If all U.S. airlines opted for a similar program, it could be life-changing for parents.
If you think traveling as a family is stressful, consider this: each year, industry experts estimate that hundreds of thousands of children travel unaccompanied, carrying a risk of getting stranded on a long delay or even getting sent off to the wrong destination. But Air New Zealand is offering a service to help keep parents’ worst fears at bay: they’re giving unaccompanied minors wristbands that track their progress through the airport, alerting parents when their kids have passed security, reached the gate, and boarded the plane.
We can’t imagine too many parents will be sending their kids solo to New Zealand (in most cases minors aren’t allowed to fly alone on connecting flights, anyway), but the Kiwi carrier’s idea ought to serve as a template for airlines this side of the Atlantic. In fact, Delta has recently debuted a similar service of their own: the carrier quietly introduced barcode bracelets for unaccompanied minors as part of a growing effort to enhance safety for young travelers.

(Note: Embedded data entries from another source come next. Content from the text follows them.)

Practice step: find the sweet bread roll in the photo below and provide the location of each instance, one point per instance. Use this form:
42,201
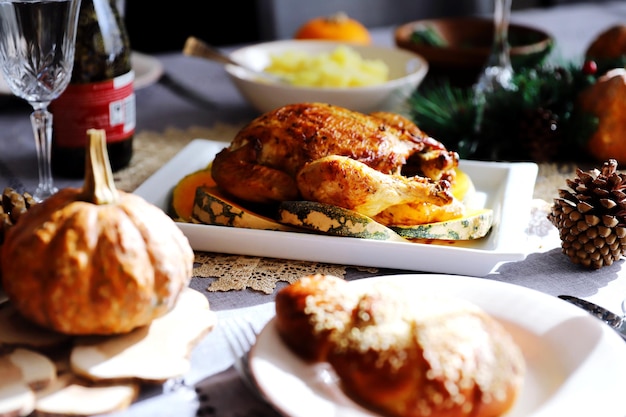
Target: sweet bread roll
308,310
426,357
423,356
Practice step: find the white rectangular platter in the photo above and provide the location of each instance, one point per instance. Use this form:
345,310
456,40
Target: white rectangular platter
507,188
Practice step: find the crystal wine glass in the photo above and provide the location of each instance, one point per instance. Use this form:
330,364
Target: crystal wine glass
498,72
37,43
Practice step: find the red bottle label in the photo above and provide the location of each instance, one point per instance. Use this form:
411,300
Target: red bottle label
108,105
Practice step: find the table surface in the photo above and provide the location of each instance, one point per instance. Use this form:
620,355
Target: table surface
159,108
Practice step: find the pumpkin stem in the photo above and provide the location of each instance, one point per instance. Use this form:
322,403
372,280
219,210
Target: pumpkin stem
338,17
99,187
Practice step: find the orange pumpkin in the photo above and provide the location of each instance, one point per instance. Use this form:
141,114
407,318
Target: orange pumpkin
95,260
606,99
338,27
610,44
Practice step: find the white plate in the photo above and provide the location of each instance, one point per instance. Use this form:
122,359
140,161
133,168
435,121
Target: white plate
148,70
507,188
575,363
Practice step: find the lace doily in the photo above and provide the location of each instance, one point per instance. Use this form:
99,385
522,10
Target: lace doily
236,272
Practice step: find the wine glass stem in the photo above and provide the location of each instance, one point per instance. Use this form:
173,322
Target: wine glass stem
41,120
501,49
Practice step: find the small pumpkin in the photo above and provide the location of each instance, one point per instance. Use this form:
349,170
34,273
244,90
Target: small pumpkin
338,27
95,260
608,45
606,100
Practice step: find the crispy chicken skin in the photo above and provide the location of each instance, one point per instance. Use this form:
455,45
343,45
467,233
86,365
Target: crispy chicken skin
264,161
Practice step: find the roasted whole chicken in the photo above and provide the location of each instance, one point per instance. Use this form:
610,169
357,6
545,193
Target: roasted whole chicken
381,165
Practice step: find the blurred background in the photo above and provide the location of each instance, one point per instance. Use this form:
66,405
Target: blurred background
236,22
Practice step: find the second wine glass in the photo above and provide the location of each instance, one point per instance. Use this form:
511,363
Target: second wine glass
498,71
37,43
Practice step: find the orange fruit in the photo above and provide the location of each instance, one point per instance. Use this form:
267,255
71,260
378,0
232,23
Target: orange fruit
606,99
338,27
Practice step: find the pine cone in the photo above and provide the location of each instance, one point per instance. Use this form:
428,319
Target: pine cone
592,217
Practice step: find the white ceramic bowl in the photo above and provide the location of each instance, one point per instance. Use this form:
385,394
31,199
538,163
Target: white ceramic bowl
406,72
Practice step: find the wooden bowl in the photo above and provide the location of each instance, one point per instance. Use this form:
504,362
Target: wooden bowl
469,41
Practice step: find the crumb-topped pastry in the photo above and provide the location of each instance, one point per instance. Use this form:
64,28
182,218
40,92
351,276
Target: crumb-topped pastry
423,356
308,310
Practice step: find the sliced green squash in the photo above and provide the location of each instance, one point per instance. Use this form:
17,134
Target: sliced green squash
333,220
474,225
184,192
211,206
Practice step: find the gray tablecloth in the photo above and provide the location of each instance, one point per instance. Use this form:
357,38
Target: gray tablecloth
212,387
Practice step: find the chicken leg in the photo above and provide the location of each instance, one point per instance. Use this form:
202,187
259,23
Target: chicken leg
348,183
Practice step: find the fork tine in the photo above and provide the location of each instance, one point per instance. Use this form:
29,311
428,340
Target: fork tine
241,336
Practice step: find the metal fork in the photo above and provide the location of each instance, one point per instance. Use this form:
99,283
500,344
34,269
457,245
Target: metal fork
241,336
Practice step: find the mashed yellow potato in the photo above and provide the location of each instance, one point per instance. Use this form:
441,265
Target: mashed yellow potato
342,67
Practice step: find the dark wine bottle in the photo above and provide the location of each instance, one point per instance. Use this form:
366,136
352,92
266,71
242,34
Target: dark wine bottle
100,94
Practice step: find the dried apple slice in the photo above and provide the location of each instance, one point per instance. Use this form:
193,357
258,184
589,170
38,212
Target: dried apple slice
69,396
153,353
23,371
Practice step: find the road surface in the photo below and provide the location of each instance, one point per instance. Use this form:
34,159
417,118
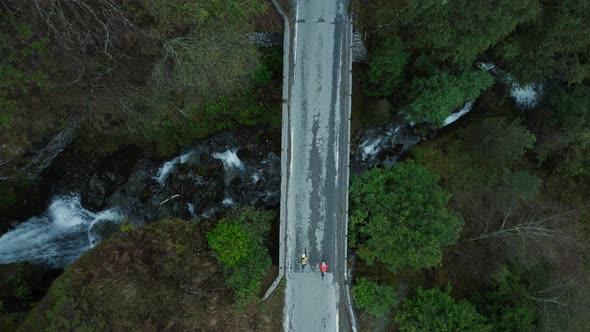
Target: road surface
317,164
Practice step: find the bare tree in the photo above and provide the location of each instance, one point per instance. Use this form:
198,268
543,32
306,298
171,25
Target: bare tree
534,228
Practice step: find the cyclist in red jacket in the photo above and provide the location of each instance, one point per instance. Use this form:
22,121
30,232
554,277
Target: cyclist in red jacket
323,268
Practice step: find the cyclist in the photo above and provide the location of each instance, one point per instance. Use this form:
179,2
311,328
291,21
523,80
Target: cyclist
323,268
304,259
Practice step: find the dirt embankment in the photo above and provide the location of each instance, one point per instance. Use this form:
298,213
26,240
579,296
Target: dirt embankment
157,277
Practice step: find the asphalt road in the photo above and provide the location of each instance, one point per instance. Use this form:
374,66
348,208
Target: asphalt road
317,161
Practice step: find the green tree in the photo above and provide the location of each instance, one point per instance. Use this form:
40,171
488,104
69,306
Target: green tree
509,304
435,98
386,68
373,298
554,46
522,183
435,310
237,241
495,140
571,107
459,30
575,159
400,217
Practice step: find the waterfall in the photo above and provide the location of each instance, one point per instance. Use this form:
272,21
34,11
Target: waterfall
58,237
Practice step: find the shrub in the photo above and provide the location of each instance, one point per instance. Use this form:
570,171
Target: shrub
373,298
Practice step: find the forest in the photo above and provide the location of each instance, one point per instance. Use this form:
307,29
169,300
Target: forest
482,225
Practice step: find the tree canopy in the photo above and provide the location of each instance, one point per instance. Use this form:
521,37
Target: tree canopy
435,310
434,98
458,31
400,217
237,241
386,68
373,298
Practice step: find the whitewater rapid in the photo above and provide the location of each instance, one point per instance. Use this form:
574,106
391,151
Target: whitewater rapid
57,237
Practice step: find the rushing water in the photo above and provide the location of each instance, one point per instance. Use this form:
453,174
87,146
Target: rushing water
58,237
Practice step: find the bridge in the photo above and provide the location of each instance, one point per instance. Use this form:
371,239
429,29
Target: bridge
315,164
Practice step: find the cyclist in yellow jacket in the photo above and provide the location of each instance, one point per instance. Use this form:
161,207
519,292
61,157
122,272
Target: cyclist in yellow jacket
304,259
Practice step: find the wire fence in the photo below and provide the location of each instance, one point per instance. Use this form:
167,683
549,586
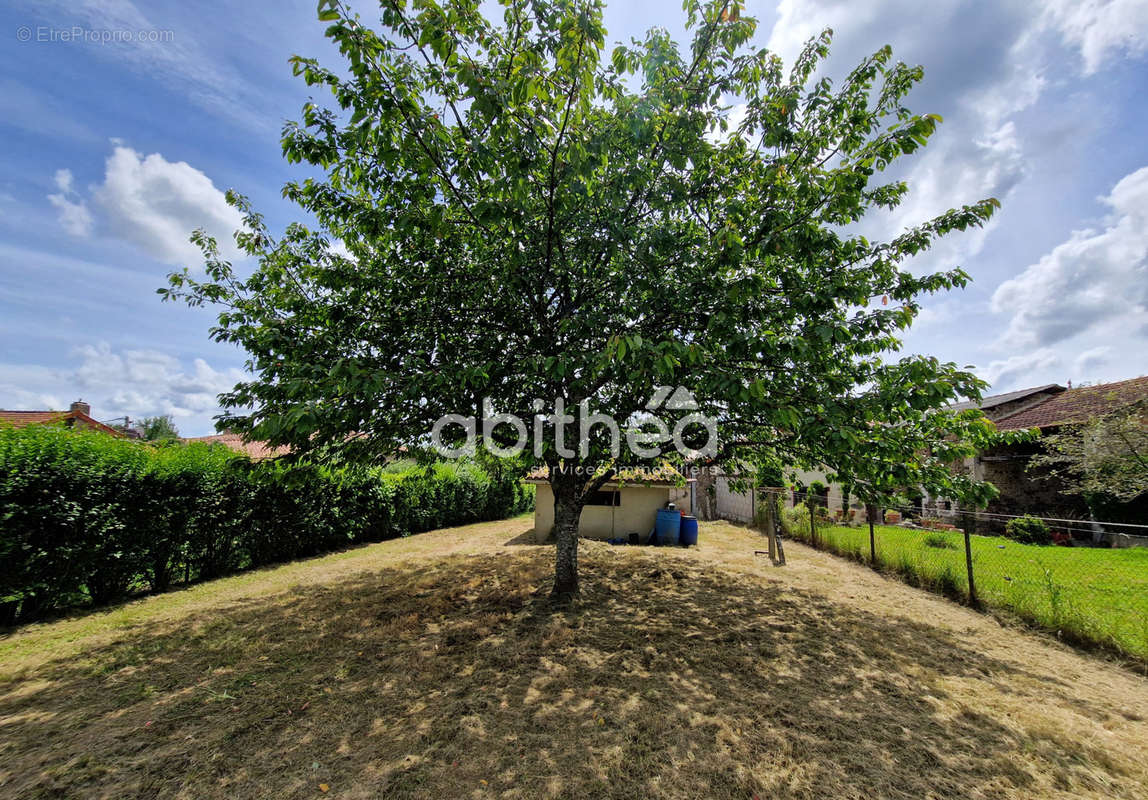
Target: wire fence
1084,593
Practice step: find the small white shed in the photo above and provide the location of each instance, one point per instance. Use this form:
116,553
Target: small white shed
620,507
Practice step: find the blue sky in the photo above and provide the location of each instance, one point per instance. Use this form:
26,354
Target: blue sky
115,150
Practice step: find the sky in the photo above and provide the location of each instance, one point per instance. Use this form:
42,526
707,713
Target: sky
122,125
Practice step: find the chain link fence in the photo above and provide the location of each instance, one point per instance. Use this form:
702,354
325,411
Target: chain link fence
1084,593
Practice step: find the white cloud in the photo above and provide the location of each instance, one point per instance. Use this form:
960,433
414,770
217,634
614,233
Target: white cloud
1005,374
72,211
157,203
982,67
148,382
1091,359
123,382
152,202
1100,28
177,48
1092,280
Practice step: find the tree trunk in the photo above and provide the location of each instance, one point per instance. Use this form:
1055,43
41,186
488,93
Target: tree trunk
567,513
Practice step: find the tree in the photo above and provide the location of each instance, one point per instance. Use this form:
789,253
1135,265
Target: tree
158,428
1104,458
525,218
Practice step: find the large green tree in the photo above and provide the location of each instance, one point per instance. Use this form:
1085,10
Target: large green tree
1104,458
527,214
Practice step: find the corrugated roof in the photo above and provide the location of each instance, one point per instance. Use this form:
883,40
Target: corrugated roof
22,418
1078,405
993,401
256,451
660,475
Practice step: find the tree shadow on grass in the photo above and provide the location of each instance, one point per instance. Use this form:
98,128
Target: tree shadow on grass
458,677
525,537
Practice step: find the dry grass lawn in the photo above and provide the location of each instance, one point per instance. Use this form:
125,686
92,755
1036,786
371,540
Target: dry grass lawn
435,667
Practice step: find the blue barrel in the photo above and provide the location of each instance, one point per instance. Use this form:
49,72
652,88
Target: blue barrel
689,531
667,526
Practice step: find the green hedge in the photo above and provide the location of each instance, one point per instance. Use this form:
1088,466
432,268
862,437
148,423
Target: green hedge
86,518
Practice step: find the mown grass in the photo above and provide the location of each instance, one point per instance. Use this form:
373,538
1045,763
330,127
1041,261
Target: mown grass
1086,595
436,667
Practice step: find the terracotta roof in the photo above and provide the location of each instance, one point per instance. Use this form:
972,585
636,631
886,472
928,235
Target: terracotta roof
256,451
1078,405
22,418
993,401
660,475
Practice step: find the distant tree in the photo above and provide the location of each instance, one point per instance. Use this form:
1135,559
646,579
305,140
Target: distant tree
528,216
1106,457
158,428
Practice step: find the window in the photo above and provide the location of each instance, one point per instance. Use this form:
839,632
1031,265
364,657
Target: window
605,498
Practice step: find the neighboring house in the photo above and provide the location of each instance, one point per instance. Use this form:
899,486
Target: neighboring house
1046,408
78,417
1006,467
256,451
621,507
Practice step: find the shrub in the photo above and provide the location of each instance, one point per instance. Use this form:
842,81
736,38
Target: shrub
1029,530
86,518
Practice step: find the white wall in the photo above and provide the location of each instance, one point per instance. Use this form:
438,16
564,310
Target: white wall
635,513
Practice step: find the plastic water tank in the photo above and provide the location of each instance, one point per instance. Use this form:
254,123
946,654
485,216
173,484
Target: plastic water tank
667,526
689,534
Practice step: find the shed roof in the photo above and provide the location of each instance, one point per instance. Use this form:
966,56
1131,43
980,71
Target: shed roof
993,401
256,451
660,475
1078,405
23,418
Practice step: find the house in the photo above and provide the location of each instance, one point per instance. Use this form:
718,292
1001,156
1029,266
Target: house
622,506
78,417
1047,409
256,451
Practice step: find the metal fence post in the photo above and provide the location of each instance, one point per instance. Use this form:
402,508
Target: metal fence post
873,543
968,564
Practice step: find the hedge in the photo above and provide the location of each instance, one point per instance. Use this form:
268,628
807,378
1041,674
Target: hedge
87,519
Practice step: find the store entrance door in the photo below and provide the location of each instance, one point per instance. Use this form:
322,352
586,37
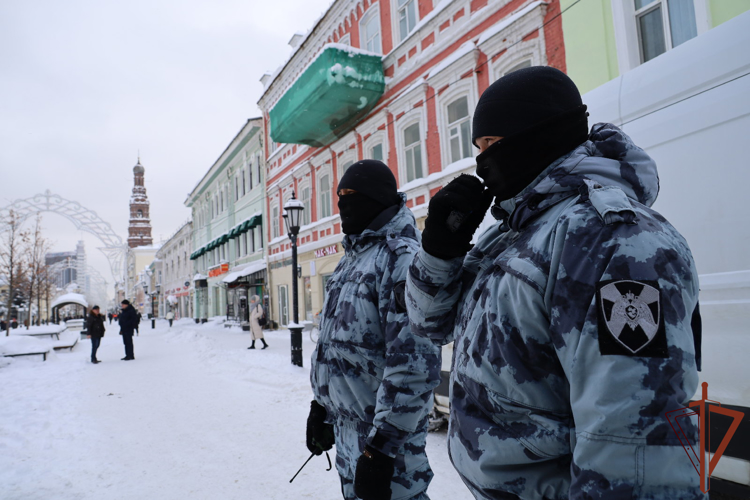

More airlines should jump aboard soon. RFID technology exists widely—it’s used everywhere from music festivals to Disney World—and is an easy way to power these tracking systems. In fact, many new airport terminals are already incorporating RFID readers into their designs as a way to offer passing travelers real-time smartphone notifications about their gate location or nearby food options. Given that unaccompanied minor tickets come with hefty fees (often upwards of $150), airlines would be remiss to ignore this low-hanging fruit—or to give parents the peace of mind they deserve in this hyper-connected day and age.